First, the bocal swab......recently the tail broke off of my bocal swab, so I will never again pass that swab through a bocal. Why? Well, as some of you know from firsthand experience, swabs can become stuck inside of whatever they're supposed to be cleaning/drying. Can you imagine trying to extract a stuck swab from a delicate and expensive bocal? Perish the thought.
|This is a bocal swab with its tail ripped off (see top of photo). Now it's the same as a swab with no tail, which is NOT recommended!|
This is a proper, intact bocal swab:
|an intact bocal swab with tail|
The same swab style - silk pull-through with a tail - is ideal for the boot and tenor joints. Washing these swabs is not as simple a matter, though, because they take longer to air dry (they're too fragile for the dryer) so you must plan the washing according to your playing schedule. So I had to wash them today, Christmas Day, because this is my first day off from playing the bassoon in a long time.

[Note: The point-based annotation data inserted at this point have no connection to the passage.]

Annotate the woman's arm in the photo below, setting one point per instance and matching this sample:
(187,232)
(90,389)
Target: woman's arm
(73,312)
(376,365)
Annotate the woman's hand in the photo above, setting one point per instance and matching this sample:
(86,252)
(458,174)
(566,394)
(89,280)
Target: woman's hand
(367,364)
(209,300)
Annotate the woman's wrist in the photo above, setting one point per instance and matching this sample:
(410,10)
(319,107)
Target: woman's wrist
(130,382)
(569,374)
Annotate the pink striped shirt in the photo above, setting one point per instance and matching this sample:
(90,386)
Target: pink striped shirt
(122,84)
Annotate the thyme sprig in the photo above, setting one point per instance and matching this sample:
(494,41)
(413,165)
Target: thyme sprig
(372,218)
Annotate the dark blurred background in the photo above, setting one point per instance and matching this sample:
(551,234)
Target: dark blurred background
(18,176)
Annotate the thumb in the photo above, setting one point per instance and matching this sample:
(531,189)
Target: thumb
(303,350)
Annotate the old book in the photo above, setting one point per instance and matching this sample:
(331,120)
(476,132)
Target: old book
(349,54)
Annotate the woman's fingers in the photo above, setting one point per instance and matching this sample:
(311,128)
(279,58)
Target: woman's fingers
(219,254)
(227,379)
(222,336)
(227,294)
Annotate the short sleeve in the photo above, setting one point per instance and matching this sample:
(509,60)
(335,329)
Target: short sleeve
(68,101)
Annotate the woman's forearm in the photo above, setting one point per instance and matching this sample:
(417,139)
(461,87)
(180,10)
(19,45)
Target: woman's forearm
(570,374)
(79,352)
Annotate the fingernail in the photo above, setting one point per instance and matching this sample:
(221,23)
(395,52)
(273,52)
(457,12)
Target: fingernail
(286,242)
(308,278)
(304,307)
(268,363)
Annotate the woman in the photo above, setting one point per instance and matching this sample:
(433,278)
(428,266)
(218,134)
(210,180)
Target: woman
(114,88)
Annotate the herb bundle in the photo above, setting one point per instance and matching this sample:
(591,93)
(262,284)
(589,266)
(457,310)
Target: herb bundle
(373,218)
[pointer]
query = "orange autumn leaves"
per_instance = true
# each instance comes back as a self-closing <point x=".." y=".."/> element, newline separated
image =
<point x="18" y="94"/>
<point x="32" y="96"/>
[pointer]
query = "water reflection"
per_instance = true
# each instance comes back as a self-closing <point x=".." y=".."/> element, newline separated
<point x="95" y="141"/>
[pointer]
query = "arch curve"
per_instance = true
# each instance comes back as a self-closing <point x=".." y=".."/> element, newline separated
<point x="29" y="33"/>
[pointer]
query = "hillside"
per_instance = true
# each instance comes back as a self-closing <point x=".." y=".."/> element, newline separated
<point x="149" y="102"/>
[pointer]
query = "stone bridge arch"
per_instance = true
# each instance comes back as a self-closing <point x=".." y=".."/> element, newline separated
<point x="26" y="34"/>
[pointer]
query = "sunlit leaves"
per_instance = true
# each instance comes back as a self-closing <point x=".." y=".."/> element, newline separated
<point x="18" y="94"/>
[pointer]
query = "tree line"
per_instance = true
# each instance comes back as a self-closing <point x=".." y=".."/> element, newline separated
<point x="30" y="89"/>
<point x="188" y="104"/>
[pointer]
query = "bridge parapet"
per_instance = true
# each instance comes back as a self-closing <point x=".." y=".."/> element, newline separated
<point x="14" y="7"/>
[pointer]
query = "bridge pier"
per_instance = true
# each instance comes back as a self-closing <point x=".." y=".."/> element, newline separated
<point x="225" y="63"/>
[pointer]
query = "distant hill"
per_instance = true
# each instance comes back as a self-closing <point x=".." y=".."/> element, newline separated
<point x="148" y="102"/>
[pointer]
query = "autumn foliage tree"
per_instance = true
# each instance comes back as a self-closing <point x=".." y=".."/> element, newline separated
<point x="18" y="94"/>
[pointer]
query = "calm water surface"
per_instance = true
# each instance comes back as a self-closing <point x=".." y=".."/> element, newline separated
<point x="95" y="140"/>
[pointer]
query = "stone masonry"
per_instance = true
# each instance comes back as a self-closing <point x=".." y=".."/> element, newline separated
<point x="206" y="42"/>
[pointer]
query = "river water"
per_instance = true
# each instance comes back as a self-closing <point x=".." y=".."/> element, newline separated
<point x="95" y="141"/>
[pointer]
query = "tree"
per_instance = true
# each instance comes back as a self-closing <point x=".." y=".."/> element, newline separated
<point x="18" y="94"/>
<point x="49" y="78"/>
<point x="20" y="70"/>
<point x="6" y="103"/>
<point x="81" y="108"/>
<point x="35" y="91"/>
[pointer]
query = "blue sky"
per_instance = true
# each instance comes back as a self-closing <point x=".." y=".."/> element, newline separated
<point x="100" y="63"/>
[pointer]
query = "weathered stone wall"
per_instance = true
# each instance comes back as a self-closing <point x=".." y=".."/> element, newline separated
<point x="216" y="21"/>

I washed both the boot and tenor swabs today and hung them outdoors to dry (because the fresh air makes them smell good). I just hope they'll be dry before tomorrow's Nutcracker performances. (They will be - silk dries quickly. On a breezy day like today, they'll be dry in a couple of hours.)
|My boot swab hung out to dry|
Another very important part of swab maintenance is cutting off any frayed ends of tails. Ragged tail ends may cause the swab to easily become entangled, and as many bassoonists have learned the hard way, it's absolutely mandatory to be sure that there are no knots in the swab before it is inserted into the joint or bocal. Also, it can take a long time to disentangle a swab, and if you're in a hurry you may be tempted to go ahead and use a tangled swab. (Don't!!)